Hint: In this question, we are given the equation of parabola ${y^2} = 8x$ and one end of focal chord AB i.e., $A\left( {\dfrac{1}{2}, - 2} \right)$. First step is to compare the general parabolic equation with the given one.

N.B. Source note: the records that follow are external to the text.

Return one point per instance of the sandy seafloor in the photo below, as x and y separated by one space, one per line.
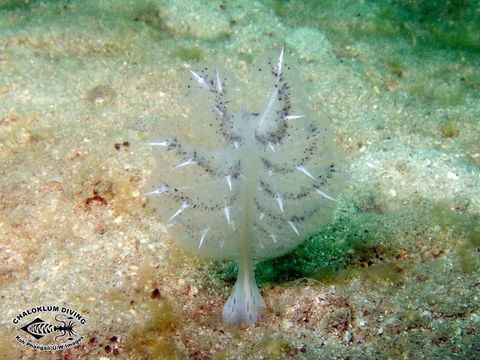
394 276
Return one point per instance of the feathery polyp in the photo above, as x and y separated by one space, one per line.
245 185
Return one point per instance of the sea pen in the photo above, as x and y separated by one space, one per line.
245 185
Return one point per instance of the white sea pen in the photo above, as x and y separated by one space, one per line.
249 185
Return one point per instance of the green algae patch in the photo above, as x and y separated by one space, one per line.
154 338
193 54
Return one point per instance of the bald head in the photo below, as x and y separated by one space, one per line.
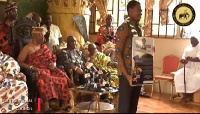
71 42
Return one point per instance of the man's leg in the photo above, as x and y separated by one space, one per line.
142 92
124 95
134 99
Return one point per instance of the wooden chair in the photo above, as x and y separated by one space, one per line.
170 65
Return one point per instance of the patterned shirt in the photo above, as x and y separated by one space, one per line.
125 33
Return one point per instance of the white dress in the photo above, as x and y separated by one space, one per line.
192 72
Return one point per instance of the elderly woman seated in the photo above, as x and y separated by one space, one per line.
13 88
52 83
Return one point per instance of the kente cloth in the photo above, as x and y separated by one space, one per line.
50 83
104 32
101 62
5 37
13 96
13 92
123 55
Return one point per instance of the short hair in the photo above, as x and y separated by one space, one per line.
132 4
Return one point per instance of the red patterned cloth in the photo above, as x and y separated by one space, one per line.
51 83
5 36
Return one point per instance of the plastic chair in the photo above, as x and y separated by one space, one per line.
170 65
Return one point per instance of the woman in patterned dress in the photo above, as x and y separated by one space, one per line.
13 88
52 82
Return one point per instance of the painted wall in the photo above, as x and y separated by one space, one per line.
163 47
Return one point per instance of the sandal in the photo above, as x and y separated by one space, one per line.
66 109
48 110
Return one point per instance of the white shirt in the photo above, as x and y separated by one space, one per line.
54 36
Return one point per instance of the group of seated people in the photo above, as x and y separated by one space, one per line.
52 81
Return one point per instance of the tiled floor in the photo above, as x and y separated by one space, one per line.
162 104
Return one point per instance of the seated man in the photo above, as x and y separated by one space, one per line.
52 82
191 59
71 58
53 35
106 33
9 81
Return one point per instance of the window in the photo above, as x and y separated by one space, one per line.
195 25
159 30
118 9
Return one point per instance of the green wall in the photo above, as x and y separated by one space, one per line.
26 6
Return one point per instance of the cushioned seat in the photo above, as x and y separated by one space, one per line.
103 106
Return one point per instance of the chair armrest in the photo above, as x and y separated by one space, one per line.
70 71
173 73
20 77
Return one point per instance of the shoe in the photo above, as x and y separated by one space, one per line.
144 95
67 109
48 110
107 101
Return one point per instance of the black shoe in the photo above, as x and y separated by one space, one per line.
107 101
48 110
67 109
144 95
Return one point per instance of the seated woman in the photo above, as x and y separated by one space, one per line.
106 33
52 82
13 88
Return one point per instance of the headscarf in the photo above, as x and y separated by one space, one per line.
38 30
10 6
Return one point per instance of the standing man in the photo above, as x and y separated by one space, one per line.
7 42
128 96
191 59
53 35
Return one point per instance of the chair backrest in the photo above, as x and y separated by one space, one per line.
170 64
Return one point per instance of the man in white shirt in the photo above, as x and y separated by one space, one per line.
191 59
53 35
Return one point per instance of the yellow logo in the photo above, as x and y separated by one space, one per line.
183 14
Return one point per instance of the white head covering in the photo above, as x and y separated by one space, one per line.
195 34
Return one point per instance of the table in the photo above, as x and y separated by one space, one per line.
96 96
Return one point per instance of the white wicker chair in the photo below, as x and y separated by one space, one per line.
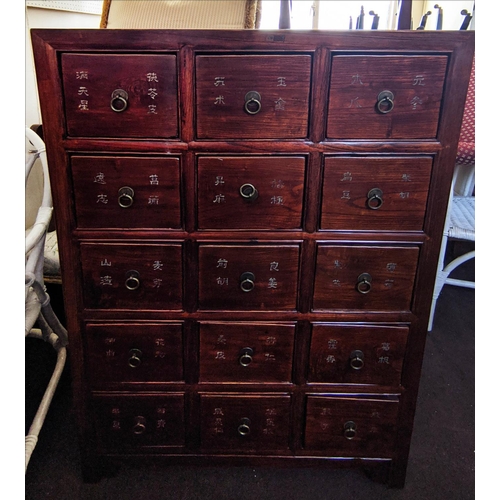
460 217
38 311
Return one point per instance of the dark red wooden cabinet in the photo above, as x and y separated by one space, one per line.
249 224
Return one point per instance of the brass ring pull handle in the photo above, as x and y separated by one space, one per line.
249 192
119 100
385 102
244 427
247 282
374 199
246 356
364 284
135 358
125 197
132 282
139 426
252 102
350 430
357 360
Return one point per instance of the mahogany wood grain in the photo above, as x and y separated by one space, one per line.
375 193
155 192
311 84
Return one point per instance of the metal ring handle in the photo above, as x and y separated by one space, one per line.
357 360
248 192
374 199
246 356
119 96
350 430
132 282
385 102
364 284
125 197
253 99
244 427
135 358
247 282
247 285
139 426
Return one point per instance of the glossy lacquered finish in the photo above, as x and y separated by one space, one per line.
249 224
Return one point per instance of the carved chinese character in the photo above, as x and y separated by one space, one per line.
99 178
356 79
157 265
106 281
272 283
222 263
219 198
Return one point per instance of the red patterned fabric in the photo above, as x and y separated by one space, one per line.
466 153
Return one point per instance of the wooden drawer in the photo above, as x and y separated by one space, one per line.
128 353
409 109
126 192
375 193
252 96
246 352
377 278
135 421
132 275
250 192
245 423
351 427
357 354
248 277
94 84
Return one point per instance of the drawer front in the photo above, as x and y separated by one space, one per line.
120 95
132 276
349 427
127 353
252 96
374 193
245 423
385 97
248 277
126 192
246 352
250 192
364 277
139 422
353 354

You’ll get the value of $a$. Now, use the parametric coordinates to find the other co-ordinate of the focal chord using the condition ${t_1}{t_2} = - 1$. In last put the required co-ordinates of other end of the focal chord in the equation of tangent i.e., $y{y_1} = 2a\left( {x + {x_1}} \right)$.

Formula Used:
General equation of parabola, ${y^2} = 4ax$
Parametric co-ordinate of parabola, $\left( {a{t^2},2at} \right)$
Equation of tangent to a parabola, $y{y_1} = 2a\left( {x + {x_1}} \right)$

Complete step by step Solution:
Given that, the equation of parabola is ${y^2} = 8x - - - - - \left( 1 \right)$
General equation of parabola in this form is ${y^2} = 4ax - - - - - \left( 2 \right)$
On comparing equation (1) and (2),
It implies that, $a = 2$
Also, the parametric co-ordinates of parabola are $\left( {a{t^2},2at} \right)$
Therefore, the co-ordinates will be $A\left( {a{t_1}^2,2a{t_1}} \right)$and $B\left( {a{t_2}^2,2a{t_2}} \right)$
Where ${t_1}{t_2} = - 1 - - - - - \left( 3 \right)$
Now, one end of the focal chord is given $A\left( {\dfrac{1}{2}, - 2} \right)$
$\left( {a{t_1}^2,2a{t_1}} \right) = \left( {\dfrac{1}{2}, - 2} \right)$
$a{t_1}^2 = \dfrac{1}{2},2a{t_1} = - 2$
${t_1}^2 = \dfrac{1}{4},{t_1} = \dfrac{{ - 1}}{2}$
${t_1} = \pm \dfrac{1}{2},{t_1} = \dfrac{{ - 1}}{2}$
Here, ${t_1} \ne \dfrac{1}{2} \Rightarrow {t_1} = \dfrac{{ - 1}}{2}$
From equation (3),
${t_2} = 2$
Therefore, the co-ordinate of the other end of focal chord will be $B\left( {a{t_2}^2,2a{t_2}} \right) = \left( {8,8} \right)$
The equation of the tangent at the point $\left( {8,8} \right)$ i.e., $\left( {{x_1},{y_1}} \right)$
$ \Rightarrow y{y_1} = 2a\left( {x + {x_1}} \right)$
$8y = 2\left( 2 \right)\left( {x + 8} \right)$
$8y = 4x + 32$
$4x - 8y + 32 = 0$
$x - 2y + 8 = 0$

Hence, the correct option is 3.

Note: A parabola is a U-shaped plane curve in which any point is an equal distance from both a fixed point (also known as the focus) and a fixed straight line (known as the directrix). A parabola is a right circular cone sectioned by a plane parallel to the cone's generator.